In the UKPDS Cohort, a randomized, non-blinded study of 5,102 adults aged 25-65 years with new onset T2D which investigated intensive blood glucose and blood pressure management on the progression of vascular complications in T2D from 1977 to 1997, the prevalence of microalbuminuria rose from 7.3% at diabetes diagnosis to 17.3% at 5 years, 24.9% at 10 years, and 28.0% at 15 years post-diagnosis ⁴². Microalbuminuria was found to transition to macroalbuminuria at a rate of 2.8% per year and then to kidney failure at a rate of 2.3% per year, with a loss of GFR occurring more rapidly in the setting of greater urine albumin excretion ⁴². Notably, both the Restoring Insulin Secretion (RISE) consortium, a study evaluating approaches to maintaining insulin secretion in children and adults with either prediabetes or newly-diagnosed T2D, and Treatment Options for type 2 Diabetes in Adolescents and Youth (TODAY) study demonstrated a more aggressive phenotypic pattern of dysglycemia and loss of β-cell function in youth vs. adult-onset T2D ^6,7. This also translated to important differences in kidney physiology in youth and adult-onset T2D. Indeed, in the TODAY cohort of individuals with youth-onset T2D, the prevalence of elevations in urine albumin excretion increased from 6.3% at baseline to 16.6% at 3.9 years follow up and 18% at 5 years follow up ^12,43. Rates of progression of DKD in youth-onset T2D, as evidenced by a higher cumulative prevalence of microalbuminuria, were significantly higher than those seen in both adult-onset T2D and adult-onset T1D ⁴⁴.

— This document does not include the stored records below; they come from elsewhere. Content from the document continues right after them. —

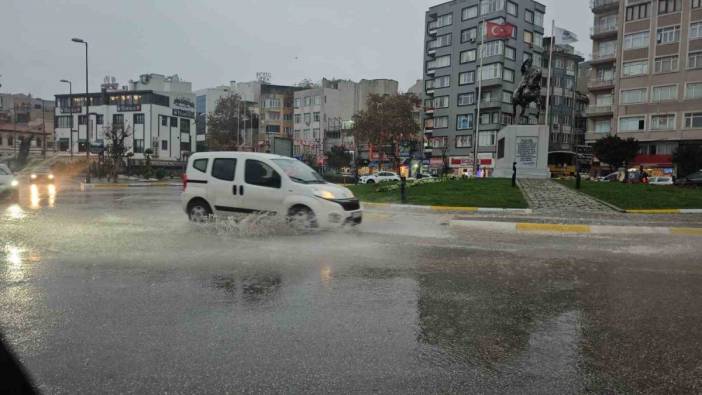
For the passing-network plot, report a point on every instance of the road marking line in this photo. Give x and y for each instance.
(553, 228)
(686, 231)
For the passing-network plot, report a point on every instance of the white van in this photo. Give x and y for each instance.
(225, 183)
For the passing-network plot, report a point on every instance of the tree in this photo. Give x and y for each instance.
(338, 157)
(224, 123)
(614, 151)
(688, 159)
(116, 149)
(388, 121)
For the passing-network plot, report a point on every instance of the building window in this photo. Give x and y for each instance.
(603, 126)
(666, 64)
(510, 53)
(694, 60)
(441, 61)
(693, 120)
(464, 122)
(694, 90)
(441, 102)
(633, 96)
(466, 78)
(468, 56)
(631, 69)
(663, 122)
(138, 146)
(668, 6)
(469, 12)
(466, 99)
(508, 75)
(464, 141)
(636, 40)
(443, 20)
(490, 6)
(528, 37)
(440, 41)
(636, 12)
(491, 71)
(668, 35)
(664, 93)
(632, 124)
(440, 122)
(487, 139)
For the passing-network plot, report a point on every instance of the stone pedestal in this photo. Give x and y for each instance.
(528, 146)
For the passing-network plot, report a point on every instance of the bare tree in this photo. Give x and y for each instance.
(116, 149)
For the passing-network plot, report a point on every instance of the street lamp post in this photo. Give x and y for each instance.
(70, 110)
(87, 109)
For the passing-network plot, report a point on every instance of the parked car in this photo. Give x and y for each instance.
(664, 180)
(8, 182)
(694, 179)
(227, 183)
(383, 176)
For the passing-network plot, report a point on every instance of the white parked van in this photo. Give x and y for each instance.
(225, 183)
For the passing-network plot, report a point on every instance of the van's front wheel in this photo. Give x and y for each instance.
(301, 218)
(199, 212)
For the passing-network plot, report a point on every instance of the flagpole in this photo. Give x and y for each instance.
(479, 75)
(548, 83)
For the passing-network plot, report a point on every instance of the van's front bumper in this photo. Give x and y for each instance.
(338, 212)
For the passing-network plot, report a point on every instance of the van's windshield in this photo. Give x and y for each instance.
(299, 172)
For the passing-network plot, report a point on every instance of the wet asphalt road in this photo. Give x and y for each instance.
(116, 292)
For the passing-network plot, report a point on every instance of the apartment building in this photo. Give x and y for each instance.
(159, 112)
(22, 116)
(451, 73)
(647, 76)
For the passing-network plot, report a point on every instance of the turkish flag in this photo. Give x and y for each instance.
(495, 30)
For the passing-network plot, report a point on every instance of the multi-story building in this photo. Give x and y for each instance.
(323, 114)
(158, 111)
(451, 73)
(567, 104)
(22, 116)
(647, 76)
(274, 106)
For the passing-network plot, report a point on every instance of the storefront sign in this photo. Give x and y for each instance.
(527, 151)
(128, 107)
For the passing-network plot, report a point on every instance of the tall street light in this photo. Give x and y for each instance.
(70, 109)
(87, 108)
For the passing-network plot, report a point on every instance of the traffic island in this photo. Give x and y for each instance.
(643, 198)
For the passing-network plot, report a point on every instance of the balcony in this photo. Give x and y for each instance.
(604, 57)
(594, 85)
(603, 31)
(597, 111)
(598, 6)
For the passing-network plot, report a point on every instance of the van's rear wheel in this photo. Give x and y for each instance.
(199, 212)
(301, 218)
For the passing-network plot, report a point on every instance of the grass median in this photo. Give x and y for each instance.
(491, 192)
(641, 196)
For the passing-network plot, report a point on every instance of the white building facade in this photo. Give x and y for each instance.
(158, 112)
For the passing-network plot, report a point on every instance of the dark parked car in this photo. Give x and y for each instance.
(694, 179)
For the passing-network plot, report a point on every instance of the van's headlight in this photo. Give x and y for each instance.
(324, 194)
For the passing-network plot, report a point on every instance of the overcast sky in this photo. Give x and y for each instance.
(210, 42)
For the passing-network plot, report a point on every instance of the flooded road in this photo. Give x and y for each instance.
(117, 292)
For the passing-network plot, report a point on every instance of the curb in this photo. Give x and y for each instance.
(86, 187)
(449, 209)
(666, 211)
(562, 229)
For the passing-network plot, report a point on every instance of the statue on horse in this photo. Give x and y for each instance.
(529, 91)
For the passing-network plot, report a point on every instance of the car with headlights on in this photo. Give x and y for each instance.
(234, 183)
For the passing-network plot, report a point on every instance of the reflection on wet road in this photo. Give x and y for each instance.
(116, 290)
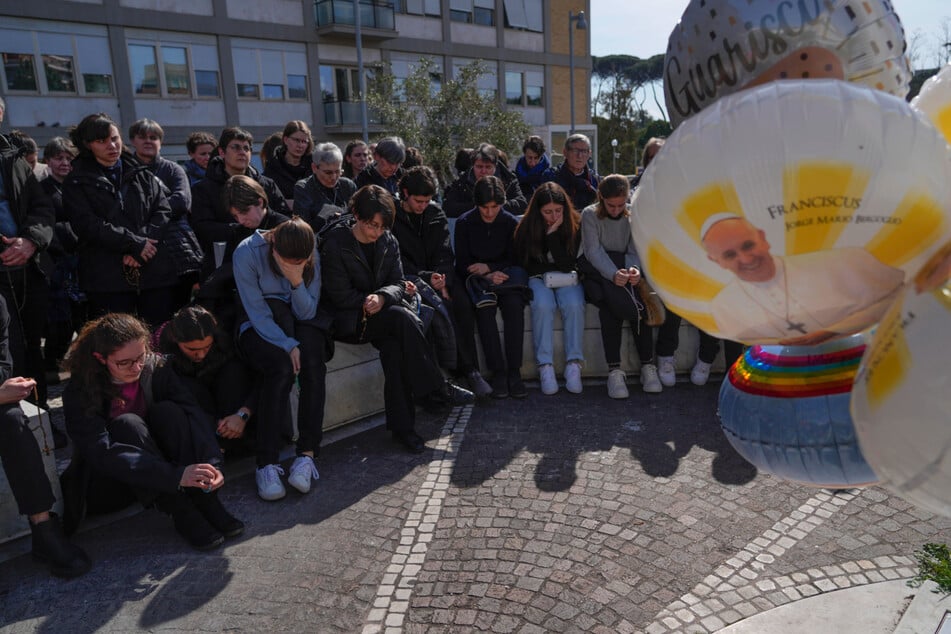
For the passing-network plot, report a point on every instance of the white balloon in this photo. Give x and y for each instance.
(934, 101)
(825, 194)
(901, 400)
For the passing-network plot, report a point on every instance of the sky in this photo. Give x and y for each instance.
(642, 27)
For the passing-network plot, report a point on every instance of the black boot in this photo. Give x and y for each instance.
(189, 523)
(212, 510)
(50, 547)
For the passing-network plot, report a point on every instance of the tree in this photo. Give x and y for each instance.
(440, 119)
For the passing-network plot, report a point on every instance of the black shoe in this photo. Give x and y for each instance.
(50, 547)
(411, 440)
(194, 528)
(517, 387)
(500, 386)
(210, 507)
(455, 395)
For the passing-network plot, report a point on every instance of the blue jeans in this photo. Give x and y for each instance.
(570, 301)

Of note, adults with T2D also experience a higher rate of regression of microalbuminuria to normalbuminuria than similar populations of youth with T2D. Araki et al. demonstrated a 51% rate of remission and a 54% rate of regression of elevated urine albumin excretion over a 6 year follow up period in a population of 216 Japanese adults with type 2 diabetes and microalbuminuria ⁴⁵. For comparison, Kyung Son et al. demonstrated a 37.5% rate of regression and a 20% rate of progression of microalbuminuria in a small pilot study of 18 adolescents with T2D ⁴⁶. In the adults, multiple important factors were associated with increased rates of remission of microalbuminuria including shorter duration of microalbuminuria, use of renin-angiotensin aldosterone system blockade, lower hemoglobin A1c, and lower systolic blood pressure ⁴⁵, elements that all warrant future consideration for optimization in youth and adults with T2D to help mitigate DKD progression.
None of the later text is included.